Higher Ground was the largest public artwork ever undertaken by Maser, and a significant engineering challenge for Sydney Festival. Maser was clear that he required paints with the highest quality pigments. To maintain Maser’s creative integrity and ensure uncompromising colour matching, Sydney Festival chose to collaborate with Resene.
The artwork had to be built offsite and so it was engineered as a demountable structure then loaded onto trucks and manoeuvred through narrow Sydney streets before being reassembled on site. The paint supply needed to be colour consistent to allow touch ups to be made to the artwork once reassembled on site without them being noticeable.

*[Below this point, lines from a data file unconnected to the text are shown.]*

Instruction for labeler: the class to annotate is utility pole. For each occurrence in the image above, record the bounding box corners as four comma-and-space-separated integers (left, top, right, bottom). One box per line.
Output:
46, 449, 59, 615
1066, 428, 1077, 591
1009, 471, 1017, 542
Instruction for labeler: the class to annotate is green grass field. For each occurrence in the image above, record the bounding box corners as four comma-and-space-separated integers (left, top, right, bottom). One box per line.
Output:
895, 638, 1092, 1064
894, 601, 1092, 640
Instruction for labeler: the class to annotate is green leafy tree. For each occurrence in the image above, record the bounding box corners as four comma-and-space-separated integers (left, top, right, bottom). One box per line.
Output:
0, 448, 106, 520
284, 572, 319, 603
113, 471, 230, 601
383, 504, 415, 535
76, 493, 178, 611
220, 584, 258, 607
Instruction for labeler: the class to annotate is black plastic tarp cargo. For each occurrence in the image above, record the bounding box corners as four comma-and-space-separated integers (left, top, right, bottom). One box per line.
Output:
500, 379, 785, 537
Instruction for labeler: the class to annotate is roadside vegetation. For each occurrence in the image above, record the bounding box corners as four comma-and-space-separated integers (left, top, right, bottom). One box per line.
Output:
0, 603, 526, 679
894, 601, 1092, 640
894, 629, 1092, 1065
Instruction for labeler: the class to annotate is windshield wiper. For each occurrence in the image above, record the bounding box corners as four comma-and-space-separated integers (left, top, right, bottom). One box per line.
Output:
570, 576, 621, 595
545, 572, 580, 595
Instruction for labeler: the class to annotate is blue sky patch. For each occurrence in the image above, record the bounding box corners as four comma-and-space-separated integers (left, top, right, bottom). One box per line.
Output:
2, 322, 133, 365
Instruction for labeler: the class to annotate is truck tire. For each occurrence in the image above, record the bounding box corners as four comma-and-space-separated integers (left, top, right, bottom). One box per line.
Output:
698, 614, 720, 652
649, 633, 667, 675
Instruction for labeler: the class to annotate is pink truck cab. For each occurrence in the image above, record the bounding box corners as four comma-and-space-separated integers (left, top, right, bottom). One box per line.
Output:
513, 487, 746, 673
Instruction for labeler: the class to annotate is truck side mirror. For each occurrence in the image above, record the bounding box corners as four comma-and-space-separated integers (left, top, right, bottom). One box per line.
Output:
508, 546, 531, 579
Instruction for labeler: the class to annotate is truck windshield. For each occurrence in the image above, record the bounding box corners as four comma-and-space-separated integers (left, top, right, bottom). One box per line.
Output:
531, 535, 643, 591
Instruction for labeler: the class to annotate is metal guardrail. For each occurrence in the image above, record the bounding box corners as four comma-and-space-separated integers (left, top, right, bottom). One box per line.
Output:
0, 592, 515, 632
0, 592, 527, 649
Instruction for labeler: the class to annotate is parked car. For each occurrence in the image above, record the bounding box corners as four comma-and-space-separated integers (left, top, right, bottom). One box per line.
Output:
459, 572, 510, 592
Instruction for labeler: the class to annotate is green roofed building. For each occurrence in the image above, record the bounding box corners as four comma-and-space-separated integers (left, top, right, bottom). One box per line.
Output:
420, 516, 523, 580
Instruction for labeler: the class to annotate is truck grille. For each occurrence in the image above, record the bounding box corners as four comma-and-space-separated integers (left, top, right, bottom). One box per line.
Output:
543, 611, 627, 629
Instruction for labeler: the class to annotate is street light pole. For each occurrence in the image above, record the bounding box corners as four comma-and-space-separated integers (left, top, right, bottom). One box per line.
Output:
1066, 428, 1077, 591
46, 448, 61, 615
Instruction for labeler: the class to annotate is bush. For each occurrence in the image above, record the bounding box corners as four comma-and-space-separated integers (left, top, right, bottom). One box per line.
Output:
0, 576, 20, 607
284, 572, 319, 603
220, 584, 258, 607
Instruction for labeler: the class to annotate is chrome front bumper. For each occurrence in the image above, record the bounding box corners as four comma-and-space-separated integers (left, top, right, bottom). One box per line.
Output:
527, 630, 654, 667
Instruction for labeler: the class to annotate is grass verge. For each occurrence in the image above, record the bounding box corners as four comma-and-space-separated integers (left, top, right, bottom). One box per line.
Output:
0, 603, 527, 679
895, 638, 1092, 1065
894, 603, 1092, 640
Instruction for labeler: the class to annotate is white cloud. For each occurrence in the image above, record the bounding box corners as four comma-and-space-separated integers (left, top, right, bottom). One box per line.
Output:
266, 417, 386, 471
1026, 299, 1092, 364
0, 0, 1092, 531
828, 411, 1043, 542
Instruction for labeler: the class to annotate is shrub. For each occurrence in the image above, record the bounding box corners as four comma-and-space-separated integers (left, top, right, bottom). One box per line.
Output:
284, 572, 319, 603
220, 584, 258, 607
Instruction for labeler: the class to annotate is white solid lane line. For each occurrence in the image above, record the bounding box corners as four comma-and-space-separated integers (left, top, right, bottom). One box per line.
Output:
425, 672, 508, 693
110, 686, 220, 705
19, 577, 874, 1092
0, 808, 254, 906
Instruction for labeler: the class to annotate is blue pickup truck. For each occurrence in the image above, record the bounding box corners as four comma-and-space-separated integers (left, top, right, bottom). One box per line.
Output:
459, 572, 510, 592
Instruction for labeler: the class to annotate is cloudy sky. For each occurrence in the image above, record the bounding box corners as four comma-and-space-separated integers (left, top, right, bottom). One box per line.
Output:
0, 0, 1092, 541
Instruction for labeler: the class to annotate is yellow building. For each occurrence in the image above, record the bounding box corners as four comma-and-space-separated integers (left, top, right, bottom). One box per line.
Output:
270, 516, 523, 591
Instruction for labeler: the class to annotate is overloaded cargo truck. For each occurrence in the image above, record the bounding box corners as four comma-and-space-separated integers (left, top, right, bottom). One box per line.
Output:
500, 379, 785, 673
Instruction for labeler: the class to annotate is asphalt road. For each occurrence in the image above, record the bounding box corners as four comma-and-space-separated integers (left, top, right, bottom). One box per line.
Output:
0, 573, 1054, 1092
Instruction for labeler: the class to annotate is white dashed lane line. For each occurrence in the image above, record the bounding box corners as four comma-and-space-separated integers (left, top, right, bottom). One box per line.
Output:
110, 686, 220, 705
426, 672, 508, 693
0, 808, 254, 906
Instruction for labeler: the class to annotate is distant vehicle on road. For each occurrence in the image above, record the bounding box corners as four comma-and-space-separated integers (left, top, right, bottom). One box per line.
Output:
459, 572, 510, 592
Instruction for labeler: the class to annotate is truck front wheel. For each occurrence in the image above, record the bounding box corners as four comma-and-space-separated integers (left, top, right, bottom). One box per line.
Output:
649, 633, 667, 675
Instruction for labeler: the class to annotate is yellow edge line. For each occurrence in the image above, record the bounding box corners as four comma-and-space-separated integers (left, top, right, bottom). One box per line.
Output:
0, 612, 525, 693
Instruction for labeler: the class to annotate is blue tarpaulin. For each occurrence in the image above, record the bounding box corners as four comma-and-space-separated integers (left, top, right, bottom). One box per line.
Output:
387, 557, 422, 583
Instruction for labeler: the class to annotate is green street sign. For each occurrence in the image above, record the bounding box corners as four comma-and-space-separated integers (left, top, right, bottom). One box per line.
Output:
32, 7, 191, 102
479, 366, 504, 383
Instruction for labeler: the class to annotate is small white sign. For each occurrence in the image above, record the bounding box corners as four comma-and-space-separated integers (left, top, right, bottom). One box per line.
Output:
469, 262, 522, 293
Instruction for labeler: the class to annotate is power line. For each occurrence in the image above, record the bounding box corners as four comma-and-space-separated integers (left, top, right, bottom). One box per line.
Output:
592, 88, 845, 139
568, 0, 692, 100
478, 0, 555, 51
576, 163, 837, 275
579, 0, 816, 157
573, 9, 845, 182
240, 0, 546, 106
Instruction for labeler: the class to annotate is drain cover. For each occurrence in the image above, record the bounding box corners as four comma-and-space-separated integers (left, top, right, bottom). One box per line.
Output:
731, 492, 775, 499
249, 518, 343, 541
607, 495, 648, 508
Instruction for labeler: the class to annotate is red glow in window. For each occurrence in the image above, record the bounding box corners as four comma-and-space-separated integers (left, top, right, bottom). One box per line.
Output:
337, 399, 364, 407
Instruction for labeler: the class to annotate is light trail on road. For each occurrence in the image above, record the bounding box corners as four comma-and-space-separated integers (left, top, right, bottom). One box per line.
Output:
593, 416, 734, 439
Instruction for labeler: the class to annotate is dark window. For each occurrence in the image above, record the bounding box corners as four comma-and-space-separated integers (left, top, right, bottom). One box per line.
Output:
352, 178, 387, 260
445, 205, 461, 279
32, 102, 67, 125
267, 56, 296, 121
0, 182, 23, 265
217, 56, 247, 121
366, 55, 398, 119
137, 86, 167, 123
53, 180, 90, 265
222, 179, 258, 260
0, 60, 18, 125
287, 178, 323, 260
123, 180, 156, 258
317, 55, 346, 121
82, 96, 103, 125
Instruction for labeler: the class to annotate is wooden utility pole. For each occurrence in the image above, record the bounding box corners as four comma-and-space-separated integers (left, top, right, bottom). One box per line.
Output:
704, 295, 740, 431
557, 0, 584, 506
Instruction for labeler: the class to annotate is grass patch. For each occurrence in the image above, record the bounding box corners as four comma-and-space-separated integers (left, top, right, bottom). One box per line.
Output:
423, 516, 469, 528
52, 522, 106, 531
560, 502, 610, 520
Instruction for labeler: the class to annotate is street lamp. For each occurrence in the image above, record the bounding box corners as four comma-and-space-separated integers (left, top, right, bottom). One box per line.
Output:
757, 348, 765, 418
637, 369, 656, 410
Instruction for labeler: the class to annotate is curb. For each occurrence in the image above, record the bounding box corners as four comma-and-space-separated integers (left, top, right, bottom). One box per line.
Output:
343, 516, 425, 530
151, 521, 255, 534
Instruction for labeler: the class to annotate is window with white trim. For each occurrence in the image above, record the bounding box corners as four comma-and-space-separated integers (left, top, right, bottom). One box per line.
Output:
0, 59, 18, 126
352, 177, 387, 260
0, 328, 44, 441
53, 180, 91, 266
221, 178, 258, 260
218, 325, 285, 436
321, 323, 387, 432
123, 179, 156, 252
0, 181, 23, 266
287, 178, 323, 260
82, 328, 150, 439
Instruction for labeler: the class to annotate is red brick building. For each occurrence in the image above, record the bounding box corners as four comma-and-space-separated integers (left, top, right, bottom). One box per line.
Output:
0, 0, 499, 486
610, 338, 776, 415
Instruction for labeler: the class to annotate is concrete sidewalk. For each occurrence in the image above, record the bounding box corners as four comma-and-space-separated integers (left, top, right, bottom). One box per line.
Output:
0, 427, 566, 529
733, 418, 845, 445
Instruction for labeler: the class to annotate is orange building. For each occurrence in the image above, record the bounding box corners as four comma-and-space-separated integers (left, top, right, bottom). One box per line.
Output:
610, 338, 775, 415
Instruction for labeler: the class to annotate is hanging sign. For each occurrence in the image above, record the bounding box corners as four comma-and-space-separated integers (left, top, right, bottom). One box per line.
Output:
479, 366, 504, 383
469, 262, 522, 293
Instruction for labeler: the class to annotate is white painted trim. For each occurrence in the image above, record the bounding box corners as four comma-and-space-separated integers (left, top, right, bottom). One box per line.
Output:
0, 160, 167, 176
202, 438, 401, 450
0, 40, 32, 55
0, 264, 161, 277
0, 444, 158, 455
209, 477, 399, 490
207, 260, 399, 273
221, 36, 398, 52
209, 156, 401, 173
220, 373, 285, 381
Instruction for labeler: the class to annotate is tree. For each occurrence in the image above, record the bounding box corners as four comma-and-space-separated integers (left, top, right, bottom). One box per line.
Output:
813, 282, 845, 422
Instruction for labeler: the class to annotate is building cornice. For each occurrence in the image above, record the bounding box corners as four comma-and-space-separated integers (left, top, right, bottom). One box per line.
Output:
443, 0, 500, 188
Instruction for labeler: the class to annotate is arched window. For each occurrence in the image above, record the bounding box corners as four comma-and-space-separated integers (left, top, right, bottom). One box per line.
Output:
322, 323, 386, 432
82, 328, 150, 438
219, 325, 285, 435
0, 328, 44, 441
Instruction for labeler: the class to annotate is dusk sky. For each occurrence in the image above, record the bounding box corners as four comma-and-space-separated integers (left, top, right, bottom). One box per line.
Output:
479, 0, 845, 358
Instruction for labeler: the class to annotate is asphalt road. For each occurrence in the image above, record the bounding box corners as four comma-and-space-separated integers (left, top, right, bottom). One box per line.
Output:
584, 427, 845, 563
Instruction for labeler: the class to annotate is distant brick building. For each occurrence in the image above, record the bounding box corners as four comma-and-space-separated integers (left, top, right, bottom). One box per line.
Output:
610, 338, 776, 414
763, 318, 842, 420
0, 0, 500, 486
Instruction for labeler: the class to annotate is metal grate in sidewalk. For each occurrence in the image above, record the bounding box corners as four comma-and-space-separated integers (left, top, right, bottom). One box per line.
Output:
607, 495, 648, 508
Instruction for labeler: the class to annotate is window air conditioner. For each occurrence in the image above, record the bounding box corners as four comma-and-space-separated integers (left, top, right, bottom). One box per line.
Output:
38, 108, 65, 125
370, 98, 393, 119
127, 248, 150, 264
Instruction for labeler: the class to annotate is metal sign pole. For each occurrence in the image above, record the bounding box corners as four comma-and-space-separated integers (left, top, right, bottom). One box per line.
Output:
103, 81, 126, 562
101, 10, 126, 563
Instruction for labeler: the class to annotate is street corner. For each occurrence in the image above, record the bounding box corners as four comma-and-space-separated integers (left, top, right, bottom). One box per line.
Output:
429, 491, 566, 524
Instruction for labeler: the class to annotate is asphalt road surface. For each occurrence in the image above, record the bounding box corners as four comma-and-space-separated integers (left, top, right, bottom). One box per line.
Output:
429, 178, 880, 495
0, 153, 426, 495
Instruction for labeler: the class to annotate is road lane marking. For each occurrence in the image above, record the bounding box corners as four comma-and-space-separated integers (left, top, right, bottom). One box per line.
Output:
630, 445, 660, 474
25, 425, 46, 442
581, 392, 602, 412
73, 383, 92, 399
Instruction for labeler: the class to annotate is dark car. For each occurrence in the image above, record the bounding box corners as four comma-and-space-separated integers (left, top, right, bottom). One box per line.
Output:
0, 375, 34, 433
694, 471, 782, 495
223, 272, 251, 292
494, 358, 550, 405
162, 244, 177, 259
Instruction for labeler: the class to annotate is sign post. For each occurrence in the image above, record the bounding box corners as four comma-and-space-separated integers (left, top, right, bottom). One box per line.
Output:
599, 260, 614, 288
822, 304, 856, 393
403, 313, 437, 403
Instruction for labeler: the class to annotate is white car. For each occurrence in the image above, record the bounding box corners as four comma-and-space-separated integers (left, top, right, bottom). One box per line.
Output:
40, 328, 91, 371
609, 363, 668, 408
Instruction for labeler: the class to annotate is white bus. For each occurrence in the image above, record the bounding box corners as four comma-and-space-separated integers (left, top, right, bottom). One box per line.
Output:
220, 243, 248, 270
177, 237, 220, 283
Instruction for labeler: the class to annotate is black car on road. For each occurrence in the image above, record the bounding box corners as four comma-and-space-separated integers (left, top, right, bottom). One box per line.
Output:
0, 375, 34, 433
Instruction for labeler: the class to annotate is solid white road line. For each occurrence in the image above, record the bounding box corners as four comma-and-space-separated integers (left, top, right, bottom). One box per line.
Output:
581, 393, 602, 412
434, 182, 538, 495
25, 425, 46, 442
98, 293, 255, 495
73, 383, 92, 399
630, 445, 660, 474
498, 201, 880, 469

Resene Lumbersider low sheen waterborne paint was recommended as a durable finish with good coverage and a fast drying time. The artwork’s skin was marine ply, and Resene Lumbersider weathered well outdoors as well as allowed for daily cleaning of the artwork. Sydney Festival is also the first festival in Australia to be certified to the new international environmental sustainability standard (ISO 20121:2012 Event Sustainability Management Systems). With the environment and sustainability at the heart of the festival’s business practice, Resene Lumbersider’s Environmental Choice approved status was very important.
With 30,000+ people walking over this artwork the floor paint needed to resist dirt and oils but match the look and colour of the Resene Lumbersider. Resene Uracryl 403 was recommended. It repelled stains and was very easy to keep clean.
Maser’s artworks all over the world adopt a striking geometric pattern and use a bold palette of primary colours. This has become the signature of his artworks and the reason he is one of the most recognisable street artists in the world today. Colours for Maser’s work were created by matching a bold collection of PMS colours to his exacting requirements.
The quality and coverage of the paint cut down on the painting time and number of coats required; without this the artwork would not have been finished on schedule.
This project won the Resene Total Colour Installation – Experiential – Product section. The judges thought “Lively and exciting, this project sizzles like Sydney. The colour contrast is exceptional and draws attention. Without colour, this installation would be completely ordinary; with colour it’s completely memorable.
The striking geometric patterns and use of a bold palette of primary colours works extremely well and is a spectacular effort for what was a fortnight of festival. The colour scheme does complete justice to the largest public artwork ever undertaken by Maser. A flawless use of colour.”